Créditos de Carbono e Ativos Ambientais
A transição para uma economia de baixo carbono está transformando a forma como o mercado reconhece, mensura e atribui valor econômico aos recursos naturais e aos serviços prestados pelos ecossistemas. Nesse novo cenário, créditos de carbono, créditos de biodiversidade e mecanismos de Pagamento por Serviços Ambientais (PSA) passam a constituir instrumentos relevantes para conectar conservação ambiental, geração de receita e estratégias de investimento.
Nossa atuação parte de uma visão integrada de gestão de ativos ambientais, combinando conhecimento técnico, critérios científicos, governança, rastreabilidade e inteligência de mercado para identificar, estruturar e maximizar o valor econômico associado ao patrimônio ambiental.
No mercado de carbono, trabalhamos com a estruturação de projetos voltados à redução, remoção e retenção de emissões de gases de efeito estufa, observando critérios de adicionalidade, permanência, mensuração, relato e verificação (MRV), integridade ambiental e prevenção de dupla contagem. A qualidade do ativo é determinante para sua credibilidade, liquidez, precificação e aceitação pelos diferentes mercados.
Da mesma forma, a valorização da biodiversidade abre uma nova fronteira para a economia ambiental.

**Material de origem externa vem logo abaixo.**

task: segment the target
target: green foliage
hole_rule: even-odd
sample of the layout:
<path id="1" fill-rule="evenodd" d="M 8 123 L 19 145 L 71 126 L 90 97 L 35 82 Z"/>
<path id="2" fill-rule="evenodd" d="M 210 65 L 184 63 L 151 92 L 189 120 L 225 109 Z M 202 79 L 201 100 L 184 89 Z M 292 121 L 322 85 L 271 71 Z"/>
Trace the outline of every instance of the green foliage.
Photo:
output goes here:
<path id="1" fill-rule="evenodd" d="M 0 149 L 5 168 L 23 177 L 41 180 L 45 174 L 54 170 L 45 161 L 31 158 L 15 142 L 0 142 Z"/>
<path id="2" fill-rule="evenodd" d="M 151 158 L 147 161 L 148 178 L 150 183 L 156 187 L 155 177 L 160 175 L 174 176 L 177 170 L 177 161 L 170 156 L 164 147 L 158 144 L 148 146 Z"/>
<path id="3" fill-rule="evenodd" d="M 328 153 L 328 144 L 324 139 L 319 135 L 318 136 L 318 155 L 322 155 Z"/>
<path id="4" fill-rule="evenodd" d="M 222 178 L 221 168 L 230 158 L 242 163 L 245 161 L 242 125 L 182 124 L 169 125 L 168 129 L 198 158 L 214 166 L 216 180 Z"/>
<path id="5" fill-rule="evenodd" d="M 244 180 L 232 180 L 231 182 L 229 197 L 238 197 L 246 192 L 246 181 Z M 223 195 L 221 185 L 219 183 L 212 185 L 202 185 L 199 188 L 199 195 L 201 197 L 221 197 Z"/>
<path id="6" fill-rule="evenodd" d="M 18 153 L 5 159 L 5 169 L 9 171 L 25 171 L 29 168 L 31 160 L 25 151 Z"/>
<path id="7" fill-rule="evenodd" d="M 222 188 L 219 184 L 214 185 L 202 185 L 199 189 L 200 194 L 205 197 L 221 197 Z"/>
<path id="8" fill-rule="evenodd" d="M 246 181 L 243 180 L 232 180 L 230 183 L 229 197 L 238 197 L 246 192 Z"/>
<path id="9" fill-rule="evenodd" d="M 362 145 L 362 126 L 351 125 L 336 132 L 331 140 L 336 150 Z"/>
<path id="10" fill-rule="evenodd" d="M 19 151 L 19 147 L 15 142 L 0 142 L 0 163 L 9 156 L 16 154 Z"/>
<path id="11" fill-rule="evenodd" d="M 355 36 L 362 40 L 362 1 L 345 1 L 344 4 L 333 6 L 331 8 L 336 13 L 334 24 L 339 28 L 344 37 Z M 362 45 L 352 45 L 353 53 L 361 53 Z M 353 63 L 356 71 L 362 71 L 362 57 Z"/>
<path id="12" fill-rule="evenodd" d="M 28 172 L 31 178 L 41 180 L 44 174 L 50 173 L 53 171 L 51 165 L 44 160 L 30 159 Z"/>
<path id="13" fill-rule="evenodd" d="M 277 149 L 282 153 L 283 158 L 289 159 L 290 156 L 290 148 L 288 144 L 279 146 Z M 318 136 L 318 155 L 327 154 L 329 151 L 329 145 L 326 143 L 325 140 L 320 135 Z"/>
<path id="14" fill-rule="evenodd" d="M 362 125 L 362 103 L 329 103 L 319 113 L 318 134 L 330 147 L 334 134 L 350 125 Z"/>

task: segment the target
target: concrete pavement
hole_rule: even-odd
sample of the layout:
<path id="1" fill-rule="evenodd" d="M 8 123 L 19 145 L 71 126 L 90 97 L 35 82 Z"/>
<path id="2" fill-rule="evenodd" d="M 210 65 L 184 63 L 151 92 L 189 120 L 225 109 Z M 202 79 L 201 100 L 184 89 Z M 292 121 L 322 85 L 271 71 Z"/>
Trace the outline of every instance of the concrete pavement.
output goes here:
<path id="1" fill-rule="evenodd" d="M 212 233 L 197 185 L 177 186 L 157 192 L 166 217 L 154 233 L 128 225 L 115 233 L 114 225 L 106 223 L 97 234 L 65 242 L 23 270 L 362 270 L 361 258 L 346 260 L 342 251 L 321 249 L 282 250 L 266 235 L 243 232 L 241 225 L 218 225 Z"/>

Projetos de conservação, restauração de ecossistemas, proteção de habitats e geração de benefícios socioambientais podem ser estruturados de forma a mensurar resultados ambientais e convertê-los em unidades econômicas verificáveis, criando novas possibilidades de financiamento da conservação.
Os mecanismos de Pagamento por Serviços Ambientais complementam essa estratégia ao reconhecer economicamente atividades que mantêm, recuperam ou melhoram serviços ecossistêmicos, como conservação da vegetação, proteção de recursos hídricos, restauração ambiental e manutenção de estoques de carbono.
Essa evolução permite compreender os ativos ambientais não apenas como instrumentos de compensação, mas como componentes de uma nova arquitetura de investimentos e geração de valor.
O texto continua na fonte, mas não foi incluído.